10/05/2023

Amazônia em pé vale 7 vezes mais do que lucro de exploração

Região da Amazônia Legal abarca nove Estados brasileiros e é maior em área do que a União Europeia. Foto- Herton Escobar-Estadão - 07-10-2017

Região da Amazônia Legal -Foto- Herton Escobar-Estadão - 07-10-2017

 

Preservação da floresta é estimada em, ao menos, R$ 1,5 trilhão por ano, segundo relatório; valor da exploração chega a até US$ 98 bilhões ao ano.

O valor de manter a Floresta Amazônica em pé é cerca de sete vezes superior ao lucro que pode ser obtido através de diferentes atividades de exploração econômica da região. A informação consta de relatório divulgado nesta terça-feira, 9, pelo Banco Mundial, sobre o desenvolvimento na região da Amazônia Legal. A estimativa considera que a preservação da floresta vale, ao menos, US$ 317 bilhões por ano – o equivalente a R$ 1,5 trilhão.

“Em termos econômicos, o desmatamento é uma enorme destruição de riqueza, ameaça o clima global, ameaça a extraordinária biodiversidade e formas de vida e comunidades tradicionais”, afirma o economista Marek Hanusch, que é líder e coordenador do relatório “Equilíbrio delicado para a Amazônia Legal Brasileira – um memorando econômico”, publicado pela instituição internacional. “Chegamos a um mínimo estimado. É um mínimo de serviços que a Amazônia proporciona”, diz ele sobre a cifra de US$ 317 bilhões anuais.

 

No documento, os economistas do Banco Mundial se posicionam de maneira favorável a salvaguardas ambientais estabelecidas no acordo negociado entre União Europeia e Mercosul, criticam incentivos fiscais da Zona Franca de Manaus e dizem que o aumento de produtividade da economia nacional é o caminho para garantir a preservação ambiental e a melhora das condições de vida da população local.

A conta do valor da floresta preservado inclui US$ 20 bilhões anuais estimados em serviços ecossistêmicos só na América do Sul – isso considera, por exemplo, as chuvas para agricultura na região. O maior montante vem do papel da região como sumidouro de carbono (calculado em US$ 210 bilhões).

Outros US$ 10 bilhões anuais vêm do chamado “valor de opção”, que é a prospecção associada a inovações farmacêuticas baseadas em recursos genéticos, dada a biodiversidade da floresta. Mais US$ 65 bilhões são calculados para “valor de existência”, que consiste na proteção da cobertura florestal e da biodiversidade por si só. Isso é avaliado por meio de pesquisas amostrais com a população global que medem o valor atribuído à preservação da Floresta Amazônica para gerações futuras.

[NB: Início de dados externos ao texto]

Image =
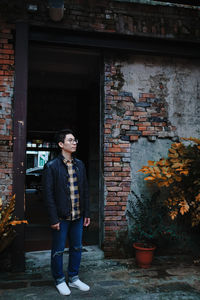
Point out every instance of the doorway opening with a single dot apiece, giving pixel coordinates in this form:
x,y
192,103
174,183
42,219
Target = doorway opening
x,y
63,92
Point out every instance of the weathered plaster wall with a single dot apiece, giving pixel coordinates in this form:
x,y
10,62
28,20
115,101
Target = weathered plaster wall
x,y
174,81
171,22
143,97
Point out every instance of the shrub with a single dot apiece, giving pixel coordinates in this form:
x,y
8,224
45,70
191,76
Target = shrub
x,y
7,223
179,176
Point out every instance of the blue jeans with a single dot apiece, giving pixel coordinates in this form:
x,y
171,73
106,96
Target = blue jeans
x,y
73,231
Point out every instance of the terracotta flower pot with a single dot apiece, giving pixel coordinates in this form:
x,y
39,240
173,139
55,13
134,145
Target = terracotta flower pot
x,y
144,254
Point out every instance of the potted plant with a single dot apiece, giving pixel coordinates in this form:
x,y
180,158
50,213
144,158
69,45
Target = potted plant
x,y
149,226
7,223
179,176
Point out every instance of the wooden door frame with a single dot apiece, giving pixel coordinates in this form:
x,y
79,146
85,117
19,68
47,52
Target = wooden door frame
x,y
19,139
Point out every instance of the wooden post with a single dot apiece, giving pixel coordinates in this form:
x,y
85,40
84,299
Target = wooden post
x,y
19,139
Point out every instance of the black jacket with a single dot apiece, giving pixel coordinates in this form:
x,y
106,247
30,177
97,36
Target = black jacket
x,y
57,192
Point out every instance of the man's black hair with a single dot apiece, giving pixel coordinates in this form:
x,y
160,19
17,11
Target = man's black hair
x,y
60,135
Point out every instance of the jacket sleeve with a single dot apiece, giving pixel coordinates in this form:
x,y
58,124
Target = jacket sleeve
x,y
49,195
86,195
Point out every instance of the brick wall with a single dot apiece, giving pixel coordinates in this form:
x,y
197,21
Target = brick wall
x,y
107,16
6,97
125,121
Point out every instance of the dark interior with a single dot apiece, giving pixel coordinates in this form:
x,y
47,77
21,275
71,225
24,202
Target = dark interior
x,y
63,92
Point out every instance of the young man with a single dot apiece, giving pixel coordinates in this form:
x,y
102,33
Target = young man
x,y
67,201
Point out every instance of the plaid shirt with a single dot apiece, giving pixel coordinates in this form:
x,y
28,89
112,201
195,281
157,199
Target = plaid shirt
x,y
74,193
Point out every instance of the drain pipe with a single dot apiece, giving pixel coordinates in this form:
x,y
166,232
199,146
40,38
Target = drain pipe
x,y
56,10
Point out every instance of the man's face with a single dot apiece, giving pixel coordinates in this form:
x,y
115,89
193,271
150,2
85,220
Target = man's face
x,y
69,145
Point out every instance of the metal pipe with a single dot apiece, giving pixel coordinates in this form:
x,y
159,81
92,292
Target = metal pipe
x,y
56,10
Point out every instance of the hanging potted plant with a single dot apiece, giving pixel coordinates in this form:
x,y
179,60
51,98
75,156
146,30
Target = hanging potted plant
x,y
149,225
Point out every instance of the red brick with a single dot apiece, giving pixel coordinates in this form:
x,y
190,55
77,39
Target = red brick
x,y
148,95
113,178
112,207
116,149
148,133
134,137
142,128
114,189
140,113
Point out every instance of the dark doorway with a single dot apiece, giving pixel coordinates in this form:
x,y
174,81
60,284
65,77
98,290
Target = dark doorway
x,y
63,92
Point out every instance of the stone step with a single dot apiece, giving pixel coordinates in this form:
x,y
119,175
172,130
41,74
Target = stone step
x,y
41,259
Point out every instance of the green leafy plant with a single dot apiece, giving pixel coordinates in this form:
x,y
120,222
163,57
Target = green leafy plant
x,y
7,223
150,220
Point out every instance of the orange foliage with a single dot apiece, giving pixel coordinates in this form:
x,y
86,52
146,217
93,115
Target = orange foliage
x,y
180,174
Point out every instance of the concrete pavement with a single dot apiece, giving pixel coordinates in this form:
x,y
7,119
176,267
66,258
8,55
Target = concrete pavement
x,y
174,277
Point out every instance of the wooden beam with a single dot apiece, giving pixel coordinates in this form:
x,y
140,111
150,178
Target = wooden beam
x,y
117,42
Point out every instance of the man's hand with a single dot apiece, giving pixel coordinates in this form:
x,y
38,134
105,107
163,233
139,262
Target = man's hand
x,y
56,226
86,222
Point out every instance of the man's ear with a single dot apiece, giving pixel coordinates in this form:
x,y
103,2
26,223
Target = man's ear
x,y
60,144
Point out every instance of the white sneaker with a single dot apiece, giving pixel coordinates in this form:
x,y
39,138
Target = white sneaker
x,y
63,289
79,285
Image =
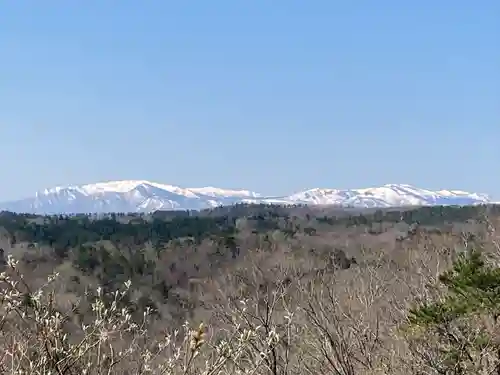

Os dados, segundo os pesquisadores, foram considerados de maneira conservadora no relatório. A maior parte do valor, ainda de acordo com o estudo, refere-se a um “valor de bem público global”. Segundo o relatório, o desmatamento é uma “redistribuição ineficiente de riquezas públicas para o privado”.

Do outro lado, para o cálculo da exploração da floresta é considerada a hipótese de a área tropical ser eliminada, com substituição por outra atividade, especialmente agropecuária e florestas plantadas – que têm valor de biodiversidade menor. Segundo o documento, o custo de oportunidade total da exploração da floresta, avaliado de forma muito menos conservadora, fica entre US$ 43 bilhões (R$ 215 bilhões) e US$ 98 bilhões (R$ 490 bilhões) por ano.

 

Se uma área de 20% a 35% da Amazônia fosse convertida em culturas de alta produtividade ou pastagens, com retorno líquido anual de até US$ 750 por hectare, o valor agrícola total atingiria até US$ 75 bilhões por ano. A estimativa, segundo o próprio relatório, pode estar exagerada.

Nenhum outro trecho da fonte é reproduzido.